Beginning weaver interested in Norwegian tradition

Greetings everyone; I'm a beginning weaver (and Vavstuga alumna); I just discovered this site and thought I'd check in. I got into weaving several years ago; I'd noticed the wonderful textiles on trips to Norway, where my husband's family is from. A Kromski Harp was soon followed by enrollment at Vavstuga and a Glimakra Standard. We just returned from a trip to Norway this summer...

Comments

Posted on Sun, 09/09/2012 - 15:33

So apropros of all that, I post the top five things I've learned in my first two years of Glimakra ownership. 5. There is a two-hour time difference between here and Montana. 4. An infinite number of jokes can be made using the word "loom" and my husband knows them all. 3. There is absolutely nothing wrong with looking at the used-loom listings on the Glimakra website. I never said I wouldn't see other looms. 2. Yelling "Help! Help!" to an empty house is not an effective means of summoning help. 1. Do not try to put out burning Texsolv with your fingers.

Posted on Tue, 09/25/2012 - 04:04

Love your post.  I really adore my Glimakra.  I fondly call it the

Glimonster.  It lives in my living room.  When I'm stressed 

I sit inside it and it fills like having a fort like when you were a kid!

Posted on Tue, 09/25/2012 - 14:27

We have two things in common...I spent 3 weeks in Norway this summer and I own a Glimakra Standard!!!  I love Norway and I love my loom!  I lived in Stjordal, Norway, as an exchange student and returned this summer to see my host family.

p.s.  Anna is right...burning texsolv hurts fingers!

Posted on Tue, 09/25/2012 - 17:35

Spitting on your fingers helps (or wet them in a glass of water). Do it first, then "fire" the texsolv - and use your wet fingers to shape a point! (useful for treadle cords; less so for other usages)

Posted on Tue, 09/25/2012 - 22:31

Okay, I love all things Scandinavian, including my Swedish husband, even if he knows all the "loom" jokes too.

In the course of my weaving journey, I have sought out any books by Malin Selandar and weaving libraries that have a dedicated Scandinavian shelf or two.

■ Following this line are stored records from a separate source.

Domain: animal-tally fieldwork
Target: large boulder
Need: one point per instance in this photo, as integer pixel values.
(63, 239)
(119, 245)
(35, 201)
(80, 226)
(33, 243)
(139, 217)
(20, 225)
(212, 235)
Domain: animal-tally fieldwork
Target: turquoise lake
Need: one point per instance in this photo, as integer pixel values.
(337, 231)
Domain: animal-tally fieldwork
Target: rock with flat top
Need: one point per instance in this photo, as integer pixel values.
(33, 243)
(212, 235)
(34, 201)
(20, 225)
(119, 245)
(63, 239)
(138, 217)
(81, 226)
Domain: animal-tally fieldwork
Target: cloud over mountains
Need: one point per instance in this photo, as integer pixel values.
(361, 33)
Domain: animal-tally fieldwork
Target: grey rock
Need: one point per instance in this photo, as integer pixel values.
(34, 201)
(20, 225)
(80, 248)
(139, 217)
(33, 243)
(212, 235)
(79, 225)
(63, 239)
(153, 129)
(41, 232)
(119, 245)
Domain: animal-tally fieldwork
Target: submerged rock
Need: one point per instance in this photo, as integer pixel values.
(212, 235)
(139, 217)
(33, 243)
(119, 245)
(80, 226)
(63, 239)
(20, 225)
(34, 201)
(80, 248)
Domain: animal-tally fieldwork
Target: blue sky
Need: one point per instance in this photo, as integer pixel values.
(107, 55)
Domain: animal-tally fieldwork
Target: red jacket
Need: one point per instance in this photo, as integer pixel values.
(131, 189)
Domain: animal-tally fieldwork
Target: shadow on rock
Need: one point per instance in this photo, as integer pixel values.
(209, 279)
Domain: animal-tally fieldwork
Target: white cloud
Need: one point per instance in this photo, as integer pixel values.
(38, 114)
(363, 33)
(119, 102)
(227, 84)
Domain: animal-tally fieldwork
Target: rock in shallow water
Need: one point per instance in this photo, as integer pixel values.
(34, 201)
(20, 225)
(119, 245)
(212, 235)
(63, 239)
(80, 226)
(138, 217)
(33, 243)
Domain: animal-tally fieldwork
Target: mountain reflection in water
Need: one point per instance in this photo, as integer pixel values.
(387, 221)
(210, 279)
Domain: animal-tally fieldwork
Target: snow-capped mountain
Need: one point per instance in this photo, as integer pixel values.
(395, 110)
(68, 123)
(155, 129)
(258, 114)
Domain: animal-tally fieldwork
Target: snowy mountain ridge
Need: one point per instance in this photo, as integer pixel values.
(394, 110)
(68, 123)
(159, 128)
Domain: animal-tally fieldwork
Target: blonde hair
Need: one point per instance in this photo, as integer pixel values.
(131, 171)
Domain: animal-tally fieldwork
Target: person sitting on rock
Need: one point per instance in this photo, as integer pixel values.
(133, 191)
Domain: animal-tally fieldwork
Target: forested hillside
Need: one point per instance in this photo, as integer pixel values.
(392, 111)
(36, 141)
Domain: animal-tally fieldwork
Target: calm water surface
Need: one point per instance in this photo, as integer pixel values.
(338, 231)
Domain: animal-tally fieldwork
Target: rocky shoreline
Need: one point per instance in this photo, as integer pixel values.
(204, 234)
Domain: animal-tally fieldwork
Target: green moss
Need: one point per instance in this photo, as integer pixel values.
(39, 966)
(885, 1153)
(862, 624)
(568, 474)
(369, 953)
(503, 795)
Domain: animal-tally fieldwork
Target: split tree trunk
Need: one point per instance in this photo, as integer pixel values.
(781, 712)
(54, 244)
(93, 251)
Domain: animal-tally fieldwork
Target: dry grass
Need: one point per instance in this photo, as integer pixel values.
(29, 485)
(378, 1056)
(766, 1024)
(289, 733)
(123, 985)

I have yet to visit Vavstuga, but my two favorite libraries so far are Norma Smayda's Saunderstown Weaving School library (Rhode Island), and the Berta Frey Library at the Handweaving Museum (in Clayton, New York.)

FYI, I own Weave Structures the Swedish Way, The Big Book of Weaving, and have subscribed to VAV for many years in addition to owning some of their books, too.)

I have been to the Minneapolis Textile Center a few years ago and was blown away by the size of their library, but I did not think to check the shelves when I was there. (Considering their location, I suspect they might have an amazing Scandinavian selection too!)

Does it count if I have *friends* who own Glimakras? ;-)

Sally

Posted on Wed, 09/26/2012 - 05:40

What about if you build a Swedish style loom? :)

Sweden is home to more than weaving. I am a forester and we have adopted much of their silvictulture methods here in eastern Canada. Only, we have been only practicing, on any kind of scale, for not much more than 40 years. And still not doing enough. We also have adopted not for profit woodlot cooperatives and associations.

Back to weaving. ;)

Posted on Thu, 09/27/2012 - 13:32

In the spirit of your list I would add that the tie ups are times of meditation because it's best not to be thinking of anything else!  I work on 8 shafts with my Big Girl, a standard and enjoy my time inside - no phone, just a mug of tea. I'm a full time weaver but make custom pieces so my warps get changed frequently, fortunately I've come to enjoy the entire process. Now off to threading!